A bat-infested Thai cave shows it’s hard to banish virus risk
- At the Khao Chong Phran cave in Ratchaburi, buckets of bat dung is mined, packaged and sold as fertiliser for US$2,400
- Bats contain the highest proportion of mammalian viruses that are likely to infect humans, according to a 2017 study

Every Saturday morning, a dozen or so villagers from a province about 60 miles (96.56km) west of Bangkok creep into a bat-festooned cave to scrape up the precious faecal deposits of its flourishing inhabitants.
In three hours, they can amass as many as 500 buckets of bat dung. The guano is packaged and sold at an adjacent temple as fertiliser, reaping more than 75,000 baht (US$2,400). Just 1 kilogram (2.2 pounds) of the nutrient-rich material can fetch as much as the daily minimum wage.

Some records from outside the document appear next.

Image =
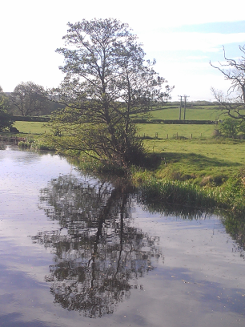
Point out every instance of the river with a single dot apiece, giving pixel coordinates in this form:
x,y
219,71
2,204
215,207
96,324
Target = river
x,y
78,251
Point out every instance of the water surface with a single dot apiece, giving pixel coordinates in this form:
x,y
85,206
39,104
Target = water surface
x,y
77,251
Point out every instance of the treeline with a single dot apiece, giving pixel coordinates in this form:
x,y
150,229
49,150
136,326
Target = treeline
x,y
30,99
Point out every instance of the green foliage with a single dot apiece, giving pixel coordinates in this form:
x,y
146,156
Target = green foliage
x,y
30,99
107,80
6,120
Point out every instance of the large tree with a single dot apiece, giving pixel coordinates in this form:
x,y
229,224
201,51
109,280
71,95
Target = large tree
x,y
29,99
233,70
107,80
6,120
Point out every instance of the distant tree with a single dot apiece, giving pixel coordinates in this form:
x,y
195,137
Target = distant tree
x,y
29,99
6,120
107,80
234,71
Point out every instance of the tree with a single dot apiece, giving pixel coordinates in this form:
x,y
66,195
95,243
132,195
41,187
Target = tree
x,y
29,98
234,71
107,81
6,120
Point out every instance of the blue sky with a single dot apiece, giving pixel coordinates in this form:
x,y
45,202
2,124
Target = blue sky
x,y
183,36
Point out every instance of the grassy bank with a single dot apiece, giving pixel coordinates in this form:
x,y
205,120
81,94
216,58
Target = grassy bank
x,y
198,170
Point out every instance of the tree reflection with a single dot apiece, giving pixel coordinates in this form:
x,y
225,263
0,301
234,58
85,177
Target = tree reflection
x,y
234,223
99,255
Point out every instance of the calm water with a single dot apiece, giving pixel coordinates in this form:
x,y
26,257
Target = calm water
x,y
76,251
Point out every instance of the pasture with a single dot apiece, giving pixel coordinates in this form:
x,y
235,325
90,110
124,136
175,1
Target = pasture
x,y
189,149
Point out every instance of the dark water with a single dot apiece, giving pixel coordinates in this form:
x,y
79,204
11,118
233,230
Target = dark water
x,y
77,251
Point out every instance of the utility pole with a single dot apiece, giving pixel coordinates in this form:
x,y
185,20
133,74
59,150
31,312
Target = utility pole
x,y
185,96
180,106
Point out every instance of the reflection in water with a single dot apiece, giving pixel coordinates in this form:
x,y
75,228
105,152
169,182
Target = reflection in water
x,y
99,255
234,222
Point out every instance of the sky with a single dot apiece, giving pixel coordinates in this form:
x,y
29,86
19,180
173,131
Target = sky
x,y
183,37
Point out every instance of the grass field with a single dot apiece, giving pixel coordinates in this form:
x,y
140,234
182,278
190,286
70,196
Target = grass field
x,y
196,152
165,131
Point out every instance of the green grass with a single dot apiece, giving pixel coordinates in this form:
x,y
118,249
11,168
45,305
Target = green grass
x,y
165,131
195,113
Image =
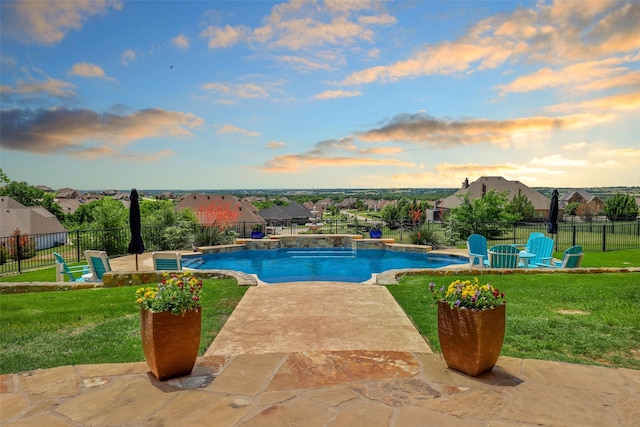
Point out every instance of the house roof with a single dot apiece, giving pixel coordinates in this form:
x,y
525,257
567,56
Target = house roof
x,y
485,183
296,210
29,220
274,213
245,211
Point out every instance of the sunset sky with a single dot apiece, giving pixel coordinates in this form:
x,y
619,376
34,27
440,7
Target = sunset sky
x,y
319,94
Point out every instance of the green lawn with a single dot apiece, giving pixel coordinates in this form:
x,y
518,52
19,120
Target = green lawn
x,y
48,329
579,318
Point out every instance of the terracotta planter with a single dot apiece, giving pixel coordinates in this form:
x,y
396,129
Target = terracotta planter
x,y
471,340
170,342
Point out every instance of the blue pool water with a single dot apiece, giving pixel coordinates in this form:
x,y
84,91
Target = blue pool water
x,y
317,264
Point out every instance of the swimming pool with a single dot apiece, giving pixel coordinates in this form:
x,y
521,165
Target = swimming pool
x,y
317,264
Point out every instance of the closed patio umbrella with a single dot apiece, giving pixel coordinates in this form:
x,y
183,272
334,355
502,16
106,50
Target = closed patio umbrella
x,y
552,228
136,245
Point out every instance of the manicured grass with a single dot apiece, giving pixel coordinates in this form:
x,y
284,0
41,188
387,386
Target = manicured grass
x,y
48,329
579,318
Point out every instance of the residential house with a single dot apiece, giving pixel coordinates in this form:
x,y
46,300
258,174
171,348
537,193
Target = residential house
x,y
209,206
581,196
299,214
41,225
482,185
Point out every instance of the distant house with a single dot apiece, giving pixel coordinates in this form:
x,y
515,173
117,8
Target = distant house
x,y
298,213
480,187
348,203
205,205
580,196
41,225
69,193
274,215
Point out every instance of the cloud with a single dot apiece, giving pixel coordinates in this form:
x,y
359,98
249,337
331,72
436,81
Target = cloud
x,y
274,144
621,102
237,90
47,22
85,69
83,132
331,153
181,42
423,129
559,32
49,86
330,94
303,64
582,77
224,37
234,129
127,57
300,25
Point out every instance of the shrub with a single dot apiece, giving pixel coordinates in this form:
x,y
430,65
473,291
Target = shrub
x,y
425,236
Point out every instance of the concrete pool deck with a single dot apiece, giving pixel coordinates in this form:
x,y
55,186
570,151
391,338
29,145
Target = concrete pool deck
x,y
321,354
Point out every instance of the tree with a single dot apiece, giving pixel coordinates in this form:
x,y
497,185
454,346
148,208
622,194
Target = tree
x,y
486,216
520,206
587,211
621,207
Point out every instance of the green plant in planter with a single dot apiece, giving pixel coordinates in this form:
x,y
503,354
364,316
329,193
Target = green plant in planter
x,y
468,294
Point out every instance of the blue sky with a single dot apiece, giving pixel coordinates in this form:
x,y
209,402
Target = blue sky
x,y
306,94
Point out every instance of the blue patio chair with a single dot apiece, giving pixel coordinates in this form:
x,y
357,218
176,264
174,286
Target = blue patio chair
x,y
477,247
167,261
99,263
532,236
504,256
62,269
542,250
572,258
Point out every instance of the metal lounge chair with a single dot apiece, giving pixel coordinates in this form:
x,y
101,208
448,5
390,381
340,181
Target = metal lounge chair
x,y
99,263
477,247
572,258
167,261
540,251
504,256
78,273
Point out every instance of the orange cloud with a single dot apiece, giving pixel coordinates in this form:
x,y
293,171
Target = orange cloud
x,y
423,129
621,102
557,32
47,22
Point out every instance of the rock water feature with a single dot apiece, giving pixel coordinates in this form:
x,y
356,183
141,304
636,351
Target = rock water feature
x,y
314,225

“Anything to do with bats, in theory, can expose yourself to potential viral transmission because we know bats carry so many viruses,” said Linfa Wang, who heads the emerging infectious disease programme at Duke-National University of Singapore Medical School.
Bats contain the highest proportion of mammalian viruses that are likely to infect humans, according to research published in 2017 by disease ecologist Peter Daszak in the scientific journal Nature.